Joss Whedon explains this in Anywhere but Here - Willow and Buffy have gone to a hut that has a demon that can provide them with information on what "Twilight" - their new nemesis is. The information provided is not all that important - what is, as is often the case in Whedon's work, is the journey or the process of obtaining the information. Along the way the characters play a game. The game reveals bits and pieces of their relationship and their fears. They also meet a woman named Robin - who has been chosen to mind or keep together an unstable reality within her mind. Doing so makes her a bit loopy. As Buffy states: "So minding an unstable reality means containing it? Means time and logic and everything's just bendy in the brain..." And then later the demon who tells them what "twighlight" means - states: "Lies, delusions, gross simplifications - these are what make mankind. No fault in it. Your brains could not contain the horrible beauty of total awareness. You run from it. As from a Predator. You Escape. Even from Each Other." In a way - Whedon is describing and explaining how we deal with life's insanity. The secret of the universe would blow our mind. Those who are the most unstable are often the most gifted, the brightest. My cousin certainly is - he graduated high school at 14, went directly to college, was advanced in mathematics, then dropped out - mentally unstable and diagnosed finally at the age of 40 with bipolar syndrom, he's never found the right mixture of drugs to enable him to live the life of a teacher or a mathematician, the best he can manage is smaller jobs. Sometimes art helps us handle it - seeing the world through a filter as opposed to direct.

The story is far from perfect - Dawn's bit is admittedly stereotypical, yet it made me laugh all the same - since Whedon is picking up on a female romance trope. The male version - we can see in Angel - with all the femme fatales. For reasons that escape me, people always seem to be attracted to individuals they wish to save or are dangerous. It seems to be our fantasy. It's a cliche - sure. But the reason it is one is we keep repeating ourselves. Also, I like the play on names Nick and Kenny (Nicholas Brendan and his twin Kelly?) - doubt Whedon was thinking that when he named Dawn's two beux. But you never know.

You could argue not much happens here - it's mostly talking, but I'm reading a book right now in which they appear to do nothing but talk for pages and pages and pages - actually have read two now in which that is the case - and trust me, more happens within these twenty-five than happened in over a hundred in the book I'm reading. What happens? We learn who these people are. Who Willow is. Who Buffy is. How they feel about the people in their lives and the choices they've made. How some of those choices may come back and bite them. What I love most about Whedon is he is not afraid to make his characters flawed, to have them make stupid decisions. In that respect, his characters often feel more real than some of the characters I've seen in less fantastical works.

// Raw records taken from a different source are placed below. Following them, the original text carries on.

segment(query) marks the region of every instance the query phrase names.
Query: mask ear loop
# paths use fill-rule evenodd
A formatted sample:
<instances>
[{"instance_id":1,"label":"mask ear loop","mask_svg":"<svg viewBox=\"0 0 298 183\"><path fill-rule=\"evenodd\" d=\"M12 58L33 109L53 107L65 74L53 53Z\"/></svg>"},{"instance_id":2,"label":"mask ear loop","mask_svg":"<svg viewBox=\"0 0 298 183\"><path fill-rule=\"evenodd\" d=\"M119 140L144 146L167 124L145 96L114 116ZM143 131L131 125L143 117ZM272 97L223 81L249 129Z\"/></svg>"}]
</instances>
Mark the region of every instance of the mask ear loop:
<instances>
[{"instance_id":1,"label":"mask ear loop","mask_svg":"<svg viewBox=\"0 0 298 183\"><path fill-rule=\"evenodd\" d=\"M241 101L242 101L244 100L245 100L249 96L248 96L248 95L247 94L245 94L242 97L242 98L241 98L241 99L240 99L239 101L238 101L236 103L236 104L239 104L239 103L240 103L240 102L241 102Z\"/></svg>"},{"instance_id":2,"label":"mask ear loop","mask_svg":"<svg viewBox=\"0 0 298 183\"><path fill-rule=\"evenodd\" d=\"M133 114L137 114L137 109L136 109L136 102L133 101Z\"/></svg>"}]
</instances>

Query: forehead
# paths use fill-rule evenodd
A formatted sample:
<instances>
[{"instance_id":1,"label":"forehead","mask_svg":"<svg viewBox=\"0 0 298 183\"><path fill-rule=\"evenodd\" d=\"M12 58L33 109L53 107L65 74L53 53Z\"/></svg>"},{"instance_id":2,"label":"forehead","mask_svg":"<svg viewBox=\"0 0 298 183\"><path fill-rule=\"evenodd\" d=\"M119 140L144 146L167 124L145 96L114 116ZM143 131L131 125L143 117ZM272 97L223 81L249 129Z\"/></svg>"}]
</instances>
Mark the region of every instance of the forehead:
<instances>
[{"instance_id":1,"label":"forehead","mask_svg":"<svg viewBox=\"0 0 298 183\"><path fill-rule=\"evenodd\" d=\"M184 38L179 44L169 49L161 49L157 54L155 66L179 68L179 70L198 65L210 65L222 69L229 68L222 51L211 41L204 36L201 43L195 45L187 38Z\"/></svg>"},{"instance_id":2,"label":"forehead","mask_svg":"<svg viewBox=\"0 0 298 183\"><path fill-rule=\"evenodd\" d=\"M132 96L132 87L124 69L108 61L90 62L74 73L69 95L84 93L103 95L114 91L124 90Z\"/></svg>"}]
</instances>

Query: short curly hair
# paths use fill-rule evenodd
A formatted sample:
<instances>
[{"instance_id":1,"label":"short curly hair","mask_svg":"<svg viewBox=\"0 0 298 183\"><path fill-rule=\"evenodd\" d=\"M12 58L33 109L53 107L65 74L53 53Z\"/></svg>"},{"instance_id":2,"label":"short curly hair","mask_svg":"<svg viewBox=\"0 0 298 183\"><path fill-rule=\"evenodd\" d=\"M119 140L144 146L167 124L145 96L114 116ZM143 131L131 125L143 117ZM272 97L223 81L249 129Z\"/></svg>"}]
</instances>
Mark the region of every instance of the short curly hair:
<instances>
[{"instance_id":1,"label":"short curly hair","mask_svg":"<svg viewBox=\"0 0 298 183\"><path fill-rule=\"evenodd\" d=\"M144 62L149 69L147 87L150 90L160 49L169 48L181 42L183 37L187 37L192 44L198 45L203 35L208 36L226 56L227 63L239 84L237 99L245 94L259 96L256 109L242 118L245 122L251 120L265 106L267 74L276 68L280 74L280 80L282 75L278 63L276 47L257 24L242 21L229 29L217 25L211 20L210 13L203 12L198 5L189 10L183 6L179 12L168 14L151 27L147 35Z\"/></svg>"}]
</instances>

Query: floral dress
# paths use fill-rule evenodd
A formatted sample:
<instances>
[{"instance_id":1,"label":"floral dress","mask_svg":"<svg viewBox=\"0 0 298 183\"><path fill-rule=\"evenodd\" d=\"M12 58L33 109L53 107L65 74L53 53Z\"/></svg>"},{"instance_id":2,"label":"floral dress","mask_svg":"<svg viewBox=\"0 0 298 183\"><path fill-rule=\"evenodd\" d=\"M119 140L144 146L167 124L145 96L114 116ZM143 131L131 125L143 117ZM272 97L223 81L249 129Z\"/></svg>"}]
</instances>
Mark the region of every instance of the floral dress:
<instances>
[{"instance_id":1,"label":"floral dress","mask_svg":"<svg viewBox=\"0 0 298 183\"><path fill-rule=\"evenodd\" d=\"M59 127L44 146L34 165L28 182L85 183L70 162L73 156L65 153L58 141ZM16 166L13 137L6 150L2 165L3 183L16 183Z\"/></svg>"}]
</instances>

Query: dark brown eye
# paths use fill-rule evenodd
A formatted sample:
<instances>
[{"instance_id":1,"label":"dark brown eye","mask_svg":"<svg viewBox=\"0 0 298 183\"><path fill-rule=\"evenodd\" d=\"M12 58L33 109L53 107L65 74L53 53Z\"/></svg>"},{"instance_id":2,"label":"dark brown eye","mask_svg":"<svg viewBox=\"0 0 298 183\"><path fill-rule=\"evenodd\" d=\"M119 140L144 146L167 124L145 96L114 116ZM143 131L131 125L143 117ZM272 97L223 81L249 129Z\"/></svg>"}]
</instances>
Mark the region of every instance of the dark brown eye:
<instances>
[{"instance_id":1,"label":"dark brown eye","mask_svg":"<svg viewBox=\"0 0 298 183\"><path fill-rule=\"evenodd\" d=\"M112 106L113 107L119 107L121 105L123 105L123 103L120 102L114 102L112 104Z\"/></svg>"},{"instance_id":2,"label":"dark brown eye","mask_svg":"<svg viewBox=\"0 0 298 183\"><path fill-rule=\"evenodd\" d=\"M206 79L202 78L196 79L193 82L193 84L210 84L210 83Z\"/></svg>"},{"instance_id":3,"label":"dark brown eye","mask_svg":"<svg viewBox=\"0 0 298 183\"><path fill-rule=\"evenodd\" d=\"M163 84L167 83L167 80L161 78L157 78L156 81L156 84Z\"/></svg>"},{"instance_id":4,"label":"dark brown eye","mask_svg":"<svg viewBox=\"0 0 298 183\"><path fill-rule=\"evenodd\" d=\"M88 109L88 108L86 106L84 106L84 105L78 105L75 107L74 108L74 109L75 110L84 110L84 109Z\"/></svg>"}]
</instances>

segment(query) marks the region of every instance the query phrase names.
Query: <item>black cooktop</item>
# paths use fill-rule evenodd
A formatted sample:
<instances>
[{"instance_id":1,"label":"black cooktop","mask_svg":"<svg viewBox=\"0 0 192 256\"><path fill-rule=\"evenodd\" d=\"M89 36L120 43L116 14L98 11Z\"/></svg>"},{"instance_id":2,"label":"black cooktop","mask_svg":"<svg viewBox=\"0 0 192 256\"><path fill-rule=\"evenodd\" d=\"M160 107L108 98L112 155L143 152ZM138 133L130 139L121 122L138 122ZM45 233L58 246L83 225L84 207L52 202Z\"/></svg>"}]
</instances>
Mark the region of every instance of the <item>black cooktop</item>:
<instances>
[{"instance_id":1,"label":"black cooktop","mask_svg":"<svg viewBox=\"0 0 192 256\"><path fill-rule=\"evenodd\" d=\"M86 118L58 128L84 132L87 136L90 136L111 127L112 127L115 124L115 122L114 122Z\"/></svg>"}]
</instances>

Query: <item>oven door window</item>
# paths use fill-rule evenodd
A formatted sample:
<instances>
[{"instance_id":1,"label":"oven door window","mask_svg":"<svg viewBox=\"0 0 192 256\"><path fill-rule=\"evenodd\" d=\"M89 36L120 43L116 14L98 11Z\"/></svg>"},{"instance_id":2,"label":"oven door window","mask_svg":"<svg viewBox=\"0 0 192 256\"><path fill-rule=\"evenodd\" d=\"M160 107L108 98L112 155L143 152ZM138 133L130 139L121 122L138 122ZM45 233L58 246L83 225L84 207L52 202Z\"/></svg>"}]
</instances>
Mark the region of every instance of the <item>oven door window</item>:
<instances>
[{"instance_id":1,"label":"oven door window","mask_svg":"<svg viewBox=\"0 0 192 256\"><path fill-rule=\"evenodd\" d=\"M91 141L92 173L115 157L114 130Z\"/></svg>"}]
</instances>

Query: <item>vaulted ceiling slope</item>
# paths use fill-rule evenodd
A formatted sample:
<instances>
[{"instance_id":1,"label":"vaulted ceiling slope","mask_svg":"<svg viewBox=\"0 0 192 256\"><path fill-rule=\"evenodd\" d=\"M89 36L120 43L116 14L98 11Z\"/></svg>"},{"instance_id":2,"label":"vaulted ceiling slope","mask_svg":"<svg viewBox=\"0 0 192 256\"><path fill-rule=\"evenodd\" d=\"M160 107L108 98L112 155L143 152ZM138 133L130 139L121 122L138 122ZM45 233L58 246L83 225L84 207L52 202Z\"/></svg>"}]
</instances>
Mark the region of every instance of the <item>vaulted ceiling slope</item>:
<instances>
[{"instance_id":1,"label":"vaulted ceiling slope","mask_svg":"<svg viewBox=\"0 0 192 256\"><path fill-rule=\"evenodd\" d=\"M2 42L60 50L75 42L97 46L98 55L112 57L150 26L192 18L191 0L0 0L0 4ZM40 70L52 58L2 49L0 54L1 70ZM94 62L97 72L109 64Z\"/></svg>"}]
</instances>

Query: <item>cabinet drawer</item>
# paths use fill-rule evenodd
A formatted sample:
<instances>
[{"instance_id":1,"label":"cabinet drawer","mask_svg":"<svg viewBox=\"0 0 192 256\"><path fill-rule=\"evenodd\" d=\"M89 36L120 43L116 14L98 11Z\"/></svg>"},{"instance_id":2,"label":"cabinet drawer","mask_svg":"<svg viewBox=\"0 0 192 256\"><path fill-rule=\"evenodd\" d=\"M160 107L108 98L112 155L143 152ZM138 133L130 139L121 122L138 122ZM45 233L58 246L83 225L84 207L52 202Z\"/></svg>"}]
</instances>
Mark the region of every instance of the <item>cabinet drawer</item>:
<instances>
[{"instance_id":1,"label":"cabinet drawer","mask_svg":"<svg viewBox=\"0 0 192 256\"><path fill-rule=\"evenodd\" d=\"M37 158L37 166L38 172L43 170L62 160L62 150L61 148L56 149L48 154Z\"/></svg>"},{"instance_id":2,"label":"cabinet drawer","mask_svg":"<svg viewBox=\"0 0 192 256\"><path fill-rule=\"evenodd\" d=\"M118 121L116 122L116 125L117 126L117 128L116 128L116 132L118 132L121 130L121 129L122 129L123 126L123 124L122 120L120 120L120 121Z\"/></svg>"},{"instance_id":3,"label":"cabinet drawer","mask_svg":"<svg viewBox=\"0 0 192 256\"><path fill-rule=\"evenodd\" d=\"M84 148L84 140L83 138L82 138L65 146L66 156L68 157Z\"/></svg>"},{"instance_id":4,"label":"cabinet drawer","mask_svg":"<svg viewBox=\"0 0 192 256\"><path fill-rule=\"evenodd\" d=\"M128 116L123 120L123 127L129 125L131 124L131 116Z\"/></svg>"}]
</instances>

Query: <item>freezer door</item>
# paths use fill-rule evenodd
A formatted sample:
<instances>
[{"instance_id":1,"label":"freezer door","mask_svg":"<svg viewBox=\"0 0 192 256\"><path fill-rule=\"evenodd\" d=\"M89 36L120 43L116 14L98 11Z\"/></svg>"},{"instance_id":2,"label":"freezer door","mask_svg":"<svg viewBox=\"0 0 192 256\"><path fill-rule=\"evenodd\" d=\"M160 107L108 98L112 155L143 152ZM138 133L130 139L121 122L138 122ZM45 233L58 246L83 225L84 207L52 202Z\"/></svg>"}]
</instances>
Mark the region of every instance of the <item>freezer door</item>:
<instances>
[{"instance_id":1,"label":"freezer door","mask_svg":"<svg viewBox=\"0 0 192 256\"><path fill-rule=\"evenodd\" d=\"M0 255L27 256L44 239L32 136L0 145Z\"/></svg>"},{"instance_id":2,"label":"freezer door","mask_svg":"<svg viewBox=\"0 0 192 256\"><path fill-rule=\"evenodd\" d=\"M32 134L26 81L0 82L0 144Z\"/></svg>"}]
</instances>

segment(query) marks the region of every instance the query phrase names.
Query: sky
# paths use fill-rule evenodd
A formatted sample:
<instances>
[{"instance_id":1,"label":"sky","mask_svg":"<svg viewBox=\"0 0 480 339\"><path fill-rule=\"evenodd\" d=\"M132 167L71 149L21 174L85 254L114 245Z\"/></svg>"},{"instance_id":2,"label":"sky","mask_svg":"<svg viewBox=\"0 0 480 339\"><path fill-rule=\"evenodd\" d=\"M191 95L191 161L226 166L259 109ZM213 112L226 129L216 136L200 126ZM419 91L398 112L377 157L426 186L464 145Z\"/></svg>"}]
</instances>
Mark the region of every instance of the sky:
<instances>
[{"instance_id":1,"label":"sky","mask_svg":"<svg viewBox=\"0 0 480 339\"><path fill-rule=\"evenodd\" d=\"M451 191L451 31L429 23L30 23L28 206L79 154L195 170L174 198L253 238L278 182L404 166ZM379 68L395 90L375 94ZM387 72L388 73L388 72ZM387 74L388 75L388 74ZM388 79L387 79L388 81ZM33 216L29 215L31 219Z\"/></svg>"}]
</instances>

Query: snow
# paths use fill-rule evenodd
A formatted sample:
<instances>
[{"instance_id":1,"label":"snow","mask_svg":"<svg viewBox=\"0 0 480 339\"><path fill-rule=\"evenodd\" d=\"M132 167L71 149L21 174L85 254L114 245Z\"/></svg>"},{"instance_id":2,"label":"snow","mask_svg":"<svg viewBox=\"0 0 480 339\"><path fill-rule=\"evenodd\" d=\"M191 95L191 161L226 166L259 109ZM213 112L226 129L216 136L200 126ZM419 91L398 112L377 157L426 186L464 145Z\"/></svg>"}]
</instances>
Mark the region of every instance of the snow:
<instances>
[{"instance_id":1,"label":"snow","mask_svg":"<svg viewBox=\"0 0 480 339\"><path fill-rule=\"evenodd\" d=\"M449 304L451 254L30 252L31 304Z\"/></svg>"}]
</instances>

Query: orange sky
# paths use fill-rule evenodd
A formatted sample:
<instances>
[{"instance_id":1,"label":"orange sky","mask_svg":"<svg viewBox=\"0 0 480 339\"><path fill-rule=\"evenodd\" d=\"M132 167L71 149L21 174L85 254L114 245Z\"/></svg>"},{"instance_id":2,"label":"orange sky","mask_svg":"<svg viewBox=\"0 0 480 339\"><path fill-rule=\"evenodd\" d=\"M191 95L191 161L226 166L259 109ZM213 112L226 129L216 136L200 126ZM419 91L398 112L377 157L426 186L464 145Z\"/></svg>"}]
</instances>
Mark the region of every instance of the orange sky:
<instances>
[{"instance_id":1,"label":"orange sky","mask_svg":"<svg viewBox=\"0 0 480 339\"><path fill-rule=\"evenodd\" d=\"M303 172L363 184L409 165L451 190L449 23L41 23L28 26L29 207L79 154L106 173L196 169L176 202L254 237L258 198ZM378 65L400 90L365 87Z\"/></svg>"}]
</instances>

If you've given up on the Buffy S8 comics - you might want to pick this one up and give a shot. Then see if you can't grab the last nine, check them out again. The comics much like the series itself grows on you. It is not love at first sight. It requires committment. It is more of a novel in progress much like Dickens who submitted his works bit by bit in serial format ages ago, then it is a short story or a film, quick to engage.

If you've never watched Buffy (and you are reading this entry), for whatever reason, you might also want to give it shot. It doesn't get really interesting in my opinion until the latter seasons - but to truly appreciate the layers in those seasons, you have to see all of it from the beginning. In my view and I know others will disagree as is their perogative, it is still the best tv series that has aired in its entirety, even with all its flaws.